It was the Christian dogma and the sacramental and lifelong character of marriage which first caused the stamp of infamy to be impressed upon all other varieties of sexual intercourse. The religious marriage was in its very nature indissoluble; indeed, by forbidding mixed marriages (marriages between Christian and pagan) individual freedom was entirely prohibited.
In contrast with this ancient religious view, the State, by the introduction of civil marriage, of mixed marriage (vide supra), and of divorce, has been compelled to make continually greater concessions to modern ideas, and has already recognized in principle that marriages limited in duration harmonize exceedingly well with the demands of civilization; that in general, as Lecky maintained, the recent changes in economic conditions have a much greater influence upon marriage and the forms of marriage than the ecclesiastical and mystical conception of the institution.

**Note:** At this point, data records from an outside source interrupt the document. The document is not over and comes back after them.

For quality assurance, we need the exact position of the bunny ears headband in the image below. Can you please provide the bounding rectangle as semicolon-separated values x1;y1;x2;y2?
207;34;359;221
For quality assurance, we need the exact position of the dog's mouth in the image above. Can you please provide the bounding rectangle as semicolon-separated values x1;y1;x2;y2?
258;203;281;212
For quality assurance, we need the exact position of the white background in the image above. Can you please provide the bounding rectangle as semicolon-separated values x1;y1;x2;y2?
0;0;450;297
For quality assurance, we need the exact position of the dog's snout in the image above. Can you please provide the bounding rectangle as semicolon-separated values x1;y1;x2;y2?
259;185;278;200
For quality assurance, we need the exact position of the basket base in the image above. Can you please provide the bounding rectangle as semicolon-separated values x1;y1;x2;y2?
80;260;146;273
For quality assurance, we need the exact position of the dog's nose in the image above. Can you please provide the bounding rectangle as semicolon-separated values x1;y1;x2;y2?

Anyone who wishes to gain an insight into this very difficult problem of modern marriage must first obtain clear views in respect of certain peculiarities of individual human love, regarding the intimate connexion of which with the whole process of mental evolution we have already dealt in earlier chapters.
Max Nordau has written a celebrated chapter on “The Lie of Marriage,”[167] and in the light of reality marriage is, in fact, often such a lie as he describes, especially in view of the fact that not less than 75 per cent. of modern marriages are so-called “marriages of convenience,” and in no sense are properly love-marriages.[168]
But it is a well-known fact that these marriages of reason are often more enduring than love-marriages. This depends upon the nature of human love, which is by no means inalterable, but changes in accordance with the various developmental phases of the individual, needs new incitements and new individual relationships.
In No. 14,919 of the Neue Freie Presse of Vienna, March 6, 1906, there appeared among the advertisements a remarkable question, which was probably directed by a betrayed or deceived lover to his beloved:
“Ewige Liebe—ewige Lüge?”
“Eternal Love—Eternal Lie?”
Love also, personal love, is transitory, like man himself, like the isolated individual. It differs in the different ages of life; it differs, too, according to its object for the time being. Eduard von Hartmann calls love a thunderstorm, which does not discharge in a single flash of lightning, but gradually discharges the electrical energy in several successive flashes, and after the discharge “there comes the cool wind, the heaven of consciousness clears once more, and we look round astonished at the fertilizing rain falling on the ground, and at the clouds fleeing towards the distant horizon.”
All those who are well acquainted with humanity, all poets and psychologists, are in agreement respecting the fugitive character of youthful love. For this reason, they advise against marriage concluded during the passion of early youth. This poetry of love at first sight is, according to Gutzkow, the eternal game of chance of our young people, in which their health, their life, and their future go to wreck.